Quienes dedicamos una parte importante de nuestra vida a contarles, a quienes nos dejan, sucesos, comentarios, historias… somos, en cierto modo, una especie de vertedero con antena que recoge acontecimientos y emociones para interpretarlas y ofrecérselas recicladas y asépticas. Vamos, sin tanto adorno, que andamos con catorce ojos, pendientes de todo, como esos antiguos espías de la guerra fría. No llevamos una idea concreta de caza (a veces sí), todo nos sirve: una frase, un gesto, un mirada, una actitud… algo que ponga en el disparadero de nuestra pluma la dosis de creciente necesaria para sacar adelante el artículo.
Yendo así, es normal que la vida nos brinde, de vez en cuando, alguna que otra oportunidad. Sin ir más lejos, hace unos días, en la sala de espera de un ambulatorio: todos llevamos prisa, es verdad, todos vamos contra reloj, pero todos sin excepción deberíamos ser un poco más solidarios y algo más amables con ciertos imprevistos. Siempre hay alguien que se pone enfermo de momento, o que necesita la firma del doctor para algunos papeles. Es verdad que también están los caraduras que se aprovechan de la amabilidad que algunas personas brindan para colarse por la cara, pero creo que son los menos. Ese día una señora pidió permiso para hacerle una breve consulta al médico sobre un medicamento que habían retirado de la farmacia… ¡casi se la comen! La acogotaron de tal manera que se marchó, con lágrimas en los ojos, sin atreverse a lanzar una sola protesta. A mí se me ocurrió indicarles que podríamos haber sido un poco amables, pero el señor que estaba a punto de entrar me indicó que me metiese la amabilidad… “por el culo”. Literal.
A mediodía las prisas se multiplicaron: salida del trabajo con el tiempo justo para repreparar las comidas ya preparadas industrialmente, comprar a toda prisa en el super y rogar que no nos toque una cajera inexperta. Yo misma, cuando compré, eché una rápida ojeada para ver cuál era la cola más corta para pagar, y me puse como una flecha allí adelantándome a una señora que no logró dominar su carrito para quitarme el sitio. En un momento, las colas se pusieron a tope, y yo veía llena de impotencia cómo las más largas iban disminuyendo mientras que la mía seguía igual, ¡horror!, me había tocado la patosa de turno. Los que me precedían increpaban a la pobre chica a que se diera prisa, pero eso producía el efecto contrario: con los ojos borrosos por las lágrimas, apenas si veía dónde estaban los códigos de barras. El colmo fue cuando una orondísima señora, con menos cuello que un bote de cerveza -y menos cerebro que un mosquito-, le dijo que montará un puesto de helados y se perdiera de allí. Confieso que, egoístamente, se me vino el super encima. Lo primero que pensé es que se iría al baño a llorar y yo me quedaría allí, a las puertas de la “caja prometida” a la espera de que superase el trauma (cualquiera se iba a colocar en otra de las larguísimas colas). Pero no, ella, lenta pero profesional, continuó conmigo. No lo dudé, le dije que no se agobiara; que todos los principios eran malos; que quien tuviese prisa, volase; y que con los disgustos había que ser generosa, había que darlos, no tomarlos. Conseguí arrancarle una sonrisa. La “cola” seguía vociferando sus prisas, pero ella sonreía y le indicaba a la nueva cliente que era su primera semana en la caja, que la disculpara… aquello pareció contener un ensalmo, porque la señora se encaró con el resto explicando el motivo del retraso y pidiendo calma; extrañamente, todos parecieron complacidos con la explicación.

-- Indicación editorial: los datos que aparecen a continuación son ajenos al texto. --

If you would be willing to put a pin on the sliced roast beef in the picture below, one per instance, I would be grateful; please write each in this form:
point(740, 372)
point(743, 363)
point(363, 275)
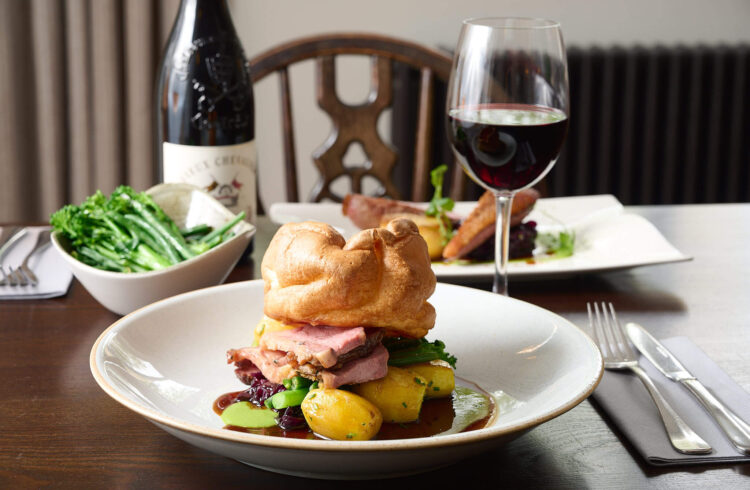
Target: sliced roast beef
point(319, 346)
point(275, 365)
point(365, 362)
point(374, 366)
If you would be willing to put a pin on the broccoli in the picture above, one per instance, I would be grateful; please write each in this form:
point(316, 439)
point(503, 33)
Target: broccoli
point(129, 232)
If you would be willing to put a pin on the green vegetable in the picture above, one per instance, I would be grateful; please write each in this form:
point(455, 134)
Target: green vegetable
point(297, 383)
point(404, 351)
point(129, 232)
point(440, 205)
point(288, 398)
point(245, 414)
point(557, 246)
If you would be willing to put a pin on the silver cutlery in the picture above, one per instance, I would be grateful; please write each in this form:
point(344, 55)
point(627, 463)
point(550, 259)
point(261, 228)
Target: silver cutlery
point(618, 355)
point(733, 426)
point(10, 278)
point(24, 274)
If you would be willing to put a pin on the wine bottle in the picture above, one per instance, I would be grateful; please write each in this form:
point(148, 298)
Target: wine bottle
point(205, 107)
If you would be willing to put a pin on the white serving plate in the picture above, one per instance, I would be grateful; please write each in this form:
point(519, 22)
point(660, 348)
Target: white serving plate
point(607, 237)
point(167, 362)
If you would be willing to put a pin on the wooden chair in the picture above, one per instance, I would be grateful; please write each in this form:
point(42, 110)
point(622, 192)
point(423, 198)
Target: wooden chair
point(357, 123)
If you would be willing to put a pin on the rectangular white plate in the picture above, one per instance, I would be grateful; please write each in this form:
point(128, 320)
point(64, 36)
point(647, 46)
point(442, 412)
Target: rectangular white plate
point(607, 237)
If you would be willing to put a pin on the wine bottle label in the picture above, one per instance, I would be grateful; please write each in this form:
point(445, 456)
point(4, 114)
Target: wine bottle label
point(228, 172)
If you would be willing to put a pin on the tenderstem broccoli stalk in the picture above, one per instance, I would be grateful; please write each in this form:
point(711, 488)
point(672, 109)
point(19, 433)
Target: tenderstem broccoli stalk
point(129, 232)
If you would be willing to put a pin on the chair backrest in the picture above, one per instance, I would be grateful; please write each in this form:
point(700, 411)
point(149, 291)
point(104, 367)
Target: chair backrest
point(357, 123)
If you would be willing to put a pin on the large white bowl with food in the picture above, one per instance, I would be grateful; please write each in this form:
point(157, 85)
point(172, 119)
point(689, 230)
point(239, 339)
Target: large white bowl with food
point(188, 206)
point(167, 362)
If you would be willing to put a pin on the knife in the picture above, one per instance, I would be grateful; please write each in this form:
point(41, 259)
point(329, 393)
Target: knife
point(733, 426)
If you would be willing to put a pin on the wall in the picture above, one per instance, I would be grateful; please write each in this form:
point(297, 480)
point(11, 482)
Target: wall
point(262, 24)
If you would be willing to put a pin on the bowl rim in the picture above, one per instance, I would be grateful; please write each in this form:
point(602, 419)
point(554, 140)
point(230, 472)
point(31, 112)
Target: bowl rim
point(245, 228)
point(227, 436)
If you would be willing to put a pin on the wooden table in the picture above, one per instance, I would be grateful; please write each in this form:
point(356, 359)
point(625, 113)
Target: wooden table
point(58, 428)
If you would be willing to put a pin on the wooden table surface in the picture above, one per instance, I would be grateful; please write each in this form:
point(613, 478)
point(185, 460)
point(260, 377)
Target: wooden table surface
point(57, 428)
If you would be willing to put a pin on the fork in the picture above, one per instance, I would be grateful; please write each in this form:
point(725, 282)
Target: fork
point(23, 274)
point(9, 278)
point(618, 355)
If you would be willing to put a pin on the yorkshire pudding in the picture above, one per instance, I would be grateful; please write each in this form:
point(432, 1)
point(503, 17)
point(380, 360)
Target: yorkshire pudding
point(381, 278)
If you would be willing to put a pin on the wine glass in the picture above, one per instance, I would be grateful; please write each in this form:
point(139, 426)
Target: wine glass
point(507, 111)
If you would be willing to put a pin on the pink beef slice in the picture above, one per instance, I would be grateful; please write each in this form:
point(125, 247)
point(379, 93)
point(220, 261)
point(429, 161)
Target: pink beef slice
point(315, 345)
point(273, 364)
point(374, 366)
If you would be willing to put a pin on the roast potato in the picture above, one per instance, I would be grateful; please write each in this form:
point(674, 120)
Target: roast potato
point(341, 415)
point(398, 395)
point(439, 376)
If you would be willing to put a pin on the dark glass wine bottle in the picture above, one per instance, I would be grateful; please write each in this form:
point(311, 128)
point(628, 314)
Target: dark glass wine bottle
point(205, 108)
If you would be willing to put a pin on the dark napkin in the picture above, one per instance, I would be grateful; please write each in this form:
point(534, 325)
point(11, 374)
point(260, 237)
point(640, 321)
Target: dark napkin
point(624, 398)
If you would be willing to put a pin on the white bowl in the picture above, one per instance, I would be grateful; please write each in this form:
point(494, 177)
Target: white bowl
point(188, 206)
point(167, 362)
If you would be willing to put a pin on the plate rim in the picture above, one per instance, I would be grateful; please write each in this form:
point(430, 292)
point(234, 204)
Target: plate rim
point(485, 270)
point(476, 436)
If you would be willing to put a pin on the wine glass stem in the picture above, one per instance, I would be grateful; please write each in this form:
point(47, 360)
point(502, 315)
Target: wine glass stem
point(503, 205)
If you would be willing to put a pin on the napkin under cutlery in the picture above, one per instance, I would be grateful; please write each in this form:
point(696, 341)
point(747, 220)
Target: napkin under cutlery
point(627, 403)
point(53, 274)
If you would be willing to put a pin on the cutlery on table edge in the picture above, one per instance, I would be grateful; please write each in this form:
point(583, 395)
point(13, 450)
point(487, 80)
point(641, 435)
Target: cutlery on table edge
point(620, 356)
point(11, 241)
point(736, 429)
point(41, 240)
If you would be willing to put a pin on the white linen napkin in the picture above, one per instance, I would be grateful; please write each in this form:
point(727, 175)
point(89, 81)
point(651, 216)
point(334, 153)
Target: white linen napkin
point(53, 274)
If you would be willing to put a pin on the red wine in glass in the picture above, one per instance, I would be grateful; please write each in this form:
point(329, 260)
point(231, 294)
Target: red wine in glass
point(507, 147)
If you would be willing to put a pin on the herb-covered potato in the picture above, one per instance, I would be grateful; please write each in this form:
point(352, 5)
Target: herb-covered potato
point(398, 395)
point(439, 376)
point(341, 415)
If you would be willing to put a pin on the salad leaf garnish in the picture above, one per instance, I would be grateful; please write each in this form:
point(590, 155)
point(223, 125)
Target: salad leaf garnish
point(557, 245)
point(404, 351)
point(440, 205)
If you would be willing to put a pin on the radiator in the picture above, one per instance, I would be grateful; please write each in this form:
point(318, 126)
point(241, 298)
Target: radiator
point(657, 125)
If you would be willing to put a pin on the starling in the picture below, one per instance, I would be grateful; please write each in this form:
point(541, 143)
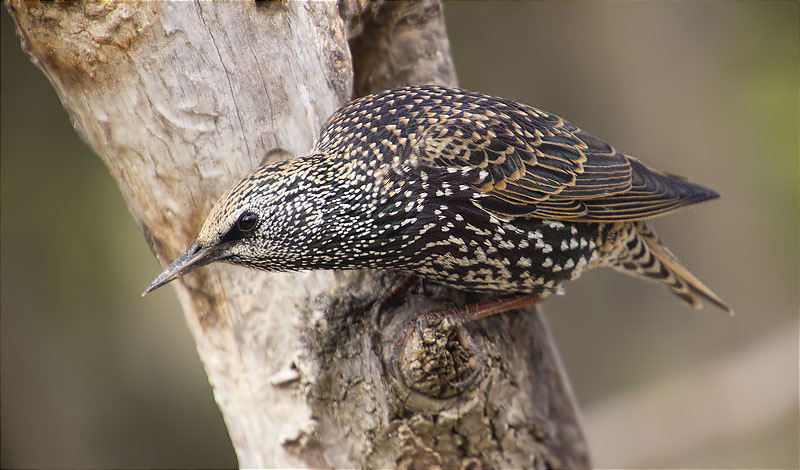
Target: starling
point(471, 191)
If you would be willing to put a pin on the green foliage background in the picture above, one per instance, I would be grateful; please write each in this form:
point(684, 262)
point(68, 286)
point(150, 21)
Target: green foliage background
point(94, 376)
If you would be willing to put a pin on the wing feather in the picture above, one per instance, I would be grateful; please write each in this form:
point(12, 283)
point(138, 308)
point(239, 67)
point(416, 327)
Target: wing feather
point(536, 164)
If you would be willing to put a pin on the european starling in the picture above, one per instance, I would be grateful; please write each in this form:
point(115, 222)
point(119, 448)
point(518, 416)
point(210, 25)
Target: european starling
point(472, 191)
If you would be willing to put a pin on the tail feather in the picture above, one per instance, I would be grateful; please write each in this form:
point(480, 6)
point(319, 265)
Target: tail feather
point(647, 256)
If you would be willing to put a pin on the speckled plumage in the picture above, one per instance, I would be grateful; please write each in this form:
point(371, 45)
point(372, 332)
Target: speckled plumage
point(472, 191)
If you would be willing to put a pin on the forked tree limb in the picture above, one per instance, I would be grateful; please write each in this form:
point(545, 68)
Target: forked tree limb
point(182, 99)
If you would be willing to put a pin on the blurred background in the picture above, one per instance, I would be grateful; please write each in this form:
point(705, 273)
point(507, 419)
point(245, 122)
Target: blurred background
point(94, 376)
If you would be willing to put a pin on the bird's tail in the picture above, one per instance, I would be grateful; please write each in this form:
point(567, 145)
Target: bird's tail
point(647, 256)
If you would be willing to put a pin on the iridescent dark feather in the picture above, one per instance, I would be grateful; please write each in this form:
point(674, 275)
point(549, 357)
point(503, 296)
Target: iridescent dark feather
point(469, 190)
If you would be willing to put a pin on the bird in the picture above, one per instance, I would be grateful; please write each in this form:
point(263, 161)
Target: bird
point(472, 191)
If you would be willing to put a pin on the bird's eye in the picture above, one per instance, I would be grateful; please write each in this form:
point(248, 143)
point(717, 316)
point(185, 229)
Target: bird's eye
point(247, 222)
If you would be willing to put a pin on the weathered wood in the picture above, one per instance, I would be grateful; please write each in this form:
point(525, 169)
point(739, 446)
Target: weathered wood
point(182, 99)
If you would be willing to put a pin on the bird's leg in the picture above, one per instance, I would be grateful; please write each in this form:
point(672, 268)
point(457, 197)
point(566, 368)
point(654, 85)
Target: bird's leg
point(459, 315)
point(393, 296)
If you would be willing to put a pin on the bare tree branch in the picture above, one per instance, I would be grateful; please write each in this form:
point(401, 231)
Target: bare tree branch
point(182, 99)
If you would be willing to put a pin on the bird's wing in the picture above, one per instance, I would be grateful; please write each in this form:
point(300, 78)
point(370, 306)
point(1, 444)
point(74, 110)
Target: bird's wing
point(533, 164)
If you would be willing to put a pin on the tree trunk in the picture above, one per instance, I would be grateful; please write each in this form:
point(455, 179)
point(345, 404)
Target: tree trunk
point(182, 99)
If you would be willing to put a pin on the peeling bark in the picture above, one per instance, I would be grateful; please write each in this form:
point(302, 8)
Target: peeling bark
point(182, 99)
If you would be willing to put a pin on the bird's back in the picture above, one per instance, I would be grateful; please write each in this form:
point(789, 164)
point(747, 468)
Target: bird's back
point(524, 161)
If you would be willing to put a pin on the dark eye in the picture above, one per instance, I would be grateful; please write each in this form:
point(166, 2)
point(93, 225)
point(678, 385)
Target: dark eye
point(247, 222)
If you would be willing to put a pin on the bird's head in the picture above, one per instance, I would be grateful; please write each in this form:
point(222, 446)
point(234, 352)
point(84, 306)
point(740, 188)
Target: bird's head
point(263, 222)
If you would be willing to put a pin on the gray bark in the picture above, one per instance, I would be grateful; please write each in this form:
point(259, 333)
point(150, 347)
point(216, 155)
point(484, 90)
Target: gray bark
point(182, 99)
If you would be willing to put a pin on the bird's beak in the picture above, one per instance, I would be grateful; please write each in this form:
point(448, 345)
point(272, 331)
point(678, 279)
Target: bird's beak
point(191, 259)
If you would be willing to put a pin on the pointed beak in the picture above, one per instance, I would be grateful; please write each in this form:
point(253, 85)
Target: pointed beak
point(191, 259)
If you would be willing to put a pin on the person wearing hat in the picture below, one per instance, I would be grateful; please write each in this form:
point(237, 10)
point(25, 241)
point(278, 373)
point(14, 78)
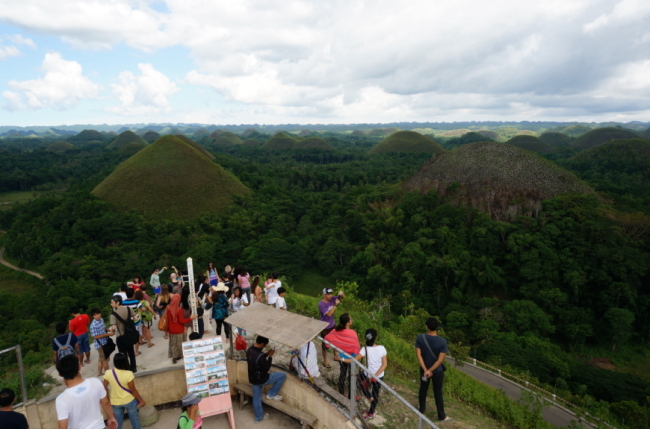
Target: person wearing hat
point(220, 306)
point(327, 307)
point(191, 417)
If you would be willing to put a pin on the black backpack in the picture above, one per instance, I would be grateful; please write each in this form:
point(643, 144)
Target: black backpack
point(130, 333)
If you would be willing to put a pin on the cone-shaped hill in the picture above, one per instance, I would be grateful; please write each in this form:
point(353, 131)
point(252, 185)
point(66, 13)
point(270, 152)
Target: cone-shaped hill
point(280, 141)
point(169, 179)
point(601, 135)
point(503, 180)
point(60, 146)
point(531, 143)
point(196, 146)
point(124, 138)
point(556, 139)
point(313, 143)
point(407, 141)
point(150, 136)
point(85, 137)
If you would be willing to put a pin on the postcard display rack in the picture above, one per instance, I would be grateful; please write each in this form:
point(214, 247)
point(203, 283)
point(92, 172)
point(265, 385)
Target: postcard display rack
point(207, 377)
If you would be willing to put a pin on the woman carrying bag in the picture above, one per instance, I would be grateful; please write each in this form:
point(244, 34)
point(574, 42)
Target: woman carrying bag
point(123, 393)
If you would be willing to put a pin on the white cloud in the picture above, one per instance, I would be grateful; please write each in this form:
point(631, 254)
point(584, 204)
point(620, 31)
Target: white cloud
point(143, 94)
point(62, 86)
point(342, 61)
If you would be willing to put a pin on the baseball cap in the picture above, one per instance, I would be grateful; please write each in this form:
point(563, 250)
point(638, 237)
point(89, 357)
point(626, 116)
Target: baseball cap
point(190, 399)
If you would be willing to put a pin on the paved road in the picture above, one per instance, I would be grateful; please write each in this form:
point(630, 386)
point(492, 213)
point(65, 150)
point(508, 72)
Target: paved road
point(552, 414)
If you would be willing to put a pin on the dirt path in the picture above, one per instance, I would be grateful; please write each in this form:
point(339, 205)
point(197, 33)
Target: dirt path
point(13, 267)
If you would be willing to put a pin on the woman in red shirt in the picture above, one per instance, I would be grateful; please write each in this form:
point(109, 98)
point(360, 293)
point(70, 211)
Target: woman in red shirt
point(176, 329)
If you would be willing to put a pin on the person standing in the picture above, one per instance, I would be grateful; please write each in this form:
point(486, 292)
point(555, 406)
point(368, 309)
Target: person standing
point(9, 419)
point(431, 350)
point(123, 393)
point(78, 407)
point(326, 308)
point(79, 327)
point(98, 331)
point(124, 344)
point(154, 281)
point(176, 329)
point(64, 344)
point(259, 364)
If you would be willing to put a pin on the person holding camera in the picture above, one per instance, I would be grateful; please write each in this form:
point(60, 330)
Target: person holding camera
point(431, 350)
point(327, 307)
point(259, 364)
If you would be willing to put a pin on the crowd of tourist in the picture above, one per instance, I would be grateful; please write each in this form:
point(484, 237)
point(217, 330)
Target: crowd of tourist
point(216, 296)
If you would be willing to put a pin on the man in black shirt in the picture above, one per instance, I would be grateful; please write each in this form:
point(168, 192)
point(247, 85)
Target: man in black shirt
point(259, 364)
point(431, 350)
point(9, 419)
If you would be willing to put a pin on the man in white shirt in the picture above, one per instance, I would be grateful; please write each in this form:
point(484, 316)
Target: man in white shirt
point(78, 406)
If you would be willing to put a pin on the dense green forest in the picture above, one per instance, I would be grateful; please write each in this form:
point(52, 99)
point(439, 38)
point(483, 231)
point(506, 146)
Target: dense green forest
point(540, 295)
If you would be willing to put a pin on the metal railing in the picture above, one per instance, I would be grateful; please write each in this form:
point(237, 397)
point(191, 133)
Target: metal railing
point(404, 422)
point(21, 370)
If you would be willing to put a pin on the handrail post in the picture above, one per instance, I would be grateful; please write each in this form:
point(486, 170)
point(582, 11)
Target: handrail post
point(23, 386)
point(353, 388)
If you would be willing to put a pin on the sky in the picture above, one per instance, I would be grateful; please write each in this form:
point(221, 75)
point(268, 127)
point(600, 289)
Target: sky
point(71, 62)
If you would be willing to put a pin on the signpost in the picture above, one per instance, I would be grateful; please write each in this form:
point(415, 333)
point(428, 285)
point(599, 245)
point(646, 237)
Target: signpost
point(190, 275)
point(207, 377)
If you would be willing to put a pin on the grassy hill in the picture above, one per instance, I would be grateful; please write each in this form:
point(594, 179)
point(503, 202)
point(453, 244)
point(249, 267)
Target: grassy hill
point(531, 143)
point(124, 138)
point(455, 133)
point(279, 141)
point(251, 143)
point(60, 146)
point(556, 139)
point(407, 141)
point(170, 180)
point(601, 135)
point(501, 179)
point(228, 139)
point(86, 137)
point(196, 146)
point(314, 143)
point(150, 136)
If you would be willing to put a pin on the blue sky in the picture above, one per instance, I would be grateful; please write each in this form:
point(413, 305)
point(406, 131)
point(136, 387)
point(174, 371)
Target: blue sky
point(261, 61)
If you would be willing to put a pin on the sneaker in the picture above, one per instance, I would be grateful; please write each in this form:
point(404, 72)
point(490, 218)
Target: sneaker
point(266, 416)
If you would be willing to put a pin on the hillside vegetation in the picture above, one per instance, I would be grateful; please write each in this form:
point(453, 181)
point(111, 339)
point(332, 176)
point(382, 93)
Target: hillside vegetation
point(601, 135)
point(503, 180)
point(124, 138)
point(170, 180)
point(407, 141)
point(531, 143)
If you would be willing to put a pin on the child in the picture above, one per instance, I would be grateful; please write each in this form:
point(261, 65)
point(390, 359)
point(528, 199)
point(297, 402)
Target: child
point(98, 331)
point(280, 303)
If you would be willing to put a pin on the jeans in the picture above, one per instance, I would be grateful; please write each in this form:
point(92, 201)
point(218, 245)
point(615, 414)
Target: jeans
point(128, 351)
point(437, 378)
point(132, 409)
point(276, 379)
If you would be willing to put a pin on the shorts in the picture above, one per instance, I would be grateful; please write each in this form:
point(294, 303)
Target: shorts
point(84, 345)
point(102, 358)
point(322, 335)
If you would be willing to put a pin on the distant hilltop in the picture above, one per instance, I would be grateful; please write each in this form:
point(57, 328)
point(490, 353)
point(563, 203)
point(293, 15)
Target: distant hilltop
point(441, 129)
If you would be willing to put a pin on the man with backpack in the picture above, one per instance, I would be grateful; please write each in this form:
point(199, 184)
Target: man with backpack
point(431, 350)
point(122, 324)
point(259, 364)
point(64, 344)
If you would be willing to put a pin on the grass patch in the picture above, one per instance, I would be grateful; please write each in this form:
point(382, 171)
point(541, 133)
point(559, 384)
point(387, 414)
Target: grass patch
point(10, 199)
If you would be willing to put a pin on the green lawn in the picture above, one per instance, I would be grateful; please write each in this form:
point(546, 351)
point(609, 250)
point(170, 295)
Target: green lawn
point(311, 282)
point(8, 199)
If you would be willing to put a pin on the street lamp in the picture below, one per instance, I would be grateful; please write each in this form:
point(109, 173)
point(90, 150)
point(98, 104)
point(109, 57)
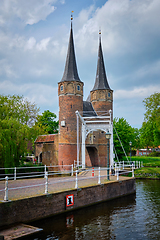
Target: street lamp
point(108, 136)
point(130, 144)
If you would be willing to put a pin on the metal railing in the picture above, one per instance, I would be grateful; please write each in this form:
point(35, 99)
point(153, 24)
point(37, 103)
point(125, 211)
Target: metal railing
point(75, 179)
point(127, 164)
point(18, 173)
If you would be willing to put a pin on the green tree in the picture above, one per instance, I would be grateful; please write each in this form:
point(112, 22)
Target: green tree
point(150, 130)
point(126, 134)
point(47, 120)
point(17, 117)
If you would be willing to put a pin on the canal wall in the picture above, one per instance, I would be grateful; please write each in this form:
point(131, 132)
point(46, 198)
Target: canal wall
point(34, 208)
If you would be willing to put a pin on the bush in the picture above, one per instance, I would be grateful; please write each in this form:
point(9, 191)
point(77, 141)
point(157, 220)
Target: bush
point(154, 154)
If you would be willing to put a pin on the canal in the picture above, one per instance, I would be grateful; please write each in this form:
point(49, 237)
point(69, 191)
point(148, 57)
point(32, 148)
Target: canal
point(132, 217)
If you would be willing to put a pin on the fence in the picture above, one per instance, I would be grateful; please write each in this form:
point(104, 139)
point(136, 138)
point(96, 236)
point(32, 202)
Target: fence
point(20, 172)
point(127, 164)
point(76, 180)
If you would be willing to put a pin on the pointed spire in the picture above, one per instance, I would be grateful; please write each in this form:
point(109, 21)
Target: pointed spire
point(70, 71)
point(101, 79)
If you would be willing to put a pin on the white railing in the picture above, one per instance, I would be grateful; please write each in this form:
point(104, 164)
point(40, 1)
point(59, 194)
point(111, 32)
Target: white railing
point(76, 165)
point(126, 164)
point(18, 173)
point(94, 173)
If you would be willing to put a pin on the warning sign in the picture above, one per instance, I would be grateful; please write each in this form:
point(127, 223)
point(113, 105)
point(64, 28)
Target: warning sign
point(69, 200)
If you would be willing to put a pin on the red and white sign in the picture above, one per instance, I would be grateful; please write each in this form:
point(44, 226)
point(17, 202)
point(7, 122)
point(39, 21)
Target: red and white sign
point(69, 200)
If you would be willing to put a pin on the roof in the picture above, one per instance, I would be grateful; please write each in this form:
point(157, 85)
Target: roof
point(88, 109)
point(101, 78)
point(70, 71)
point(45, 138)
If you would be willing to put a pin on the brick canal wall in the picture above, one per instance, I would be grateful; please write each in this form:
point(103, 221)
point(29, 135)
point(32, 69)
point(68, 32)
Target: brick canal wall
point(34, 208)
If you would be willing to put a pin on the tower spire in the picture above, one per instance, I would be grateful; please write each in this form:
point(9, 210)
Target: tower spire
point(70, 71)
point(101, 78)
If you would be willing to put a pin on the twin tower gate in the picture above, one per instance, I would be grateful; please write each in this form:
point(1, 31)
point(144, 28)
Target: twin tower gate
point(90, 124)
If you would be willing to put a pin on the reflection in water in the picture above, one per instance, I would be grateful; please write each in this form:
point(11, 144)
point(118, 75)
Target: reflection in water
point(131, 217)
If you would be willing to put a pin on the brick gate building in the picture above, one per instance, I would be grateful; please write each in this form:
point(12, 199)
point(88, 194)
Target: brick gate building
point(98, 103)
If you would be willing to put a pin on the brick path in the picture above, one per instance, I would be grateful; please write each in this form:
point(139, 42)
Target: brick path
point(56, 184)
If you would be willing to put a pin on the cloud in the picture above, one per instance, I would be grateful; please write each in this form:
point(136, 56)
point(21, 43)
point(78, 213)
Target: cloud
point(42, 94)
point(30, 12)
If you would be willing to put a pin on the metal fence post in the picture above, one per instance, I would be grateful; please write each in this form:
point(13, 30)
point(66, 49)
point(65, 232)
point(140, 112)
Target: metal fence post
point(6, 189)
point(45, 171)
point(46, 183)
point(115, 169)
point(132, 170)
point(15, 173)
point(117, 176)
point(99, 176)
point(72, 170)
point(76, 185)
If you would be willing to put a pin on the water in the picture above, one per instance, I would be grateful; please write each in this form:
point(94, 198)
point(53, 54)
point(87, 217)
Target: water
point(132, 217)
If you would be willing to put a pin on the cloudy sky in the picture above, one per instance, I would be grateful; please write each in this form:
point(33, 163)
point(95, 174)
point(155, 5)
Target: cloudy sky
point(34, 38)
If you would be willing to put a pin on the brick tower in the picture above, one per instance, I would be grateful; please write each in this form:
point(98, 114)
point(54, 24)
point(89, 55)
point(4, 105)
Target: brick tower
point(70, 92)
point(101, 95)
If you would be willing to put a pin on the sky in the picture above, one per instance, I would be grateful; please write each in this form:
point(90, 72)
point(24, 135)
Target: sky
point(34, 37)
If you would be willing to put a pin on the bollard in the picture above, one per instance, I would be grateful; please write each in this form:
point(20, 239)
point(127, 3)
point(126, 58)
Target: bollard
point(117, 176)
point(76, 185)
point(132, 170)
point(6, 189)
point(99, 176)
point(15, 173)
point(72, 170)
point(45, 170)
point(46, 183)
point(92, 172)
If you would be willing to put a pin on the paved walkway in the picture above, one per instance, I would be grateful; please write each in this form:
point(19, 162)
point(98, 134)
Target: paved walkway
point(25, 188)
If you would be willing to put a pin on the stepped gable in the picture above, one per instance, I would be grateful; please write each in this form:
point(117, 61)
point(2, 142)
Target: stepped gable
point(70, 71)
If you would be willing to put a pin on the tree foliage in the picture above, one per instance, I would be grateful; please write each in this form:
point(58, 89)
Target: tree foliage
point(17, 117)
point(126, 134)
point(47, 120)
point(150, 130)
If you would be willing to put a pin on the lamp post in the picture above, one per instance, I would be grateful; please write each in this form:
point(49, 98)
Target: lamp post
point(130, 144)
point(108, 136)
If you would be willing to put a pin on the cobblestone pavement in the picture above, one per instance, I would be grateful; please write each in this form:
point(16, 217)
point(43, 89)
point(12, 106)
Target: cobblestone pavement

En la película “Cadena de favores” cuyo argumento trata de hacer un favor a alguien desconocido una vez que se ha recibido otro por parte de un extraño, se desencadena un extraordinario clima. Todo lo contrario a lo que ocurría en un anuncio televisivo en donde se veía a un enfadado jefe gritar a un empleado, a su vez éste se desquitaba con su mujer, ésta con su hijo, éste con su hermano menor, este con… etc.
Según el “Efecto mariposa” sabemos que todo el planeta esta tan relacionado como para que estas batan sus alas en Madagascar y el aire desplazado influya en la atmósfera terrestre hasta el punto de desencadenar una tormenta tropical en el Caribe. De igual manera una impertinencia, una hostilidad, una dosis de mala leche puede desencadenar el “efecto fiera” (con perdón para las fieras). Y una sonrisa a tiempo, una palabra amable, quizá de la cajera de un supermercado, pueden conseguir que un artista pinte ese día su mejor cuadro.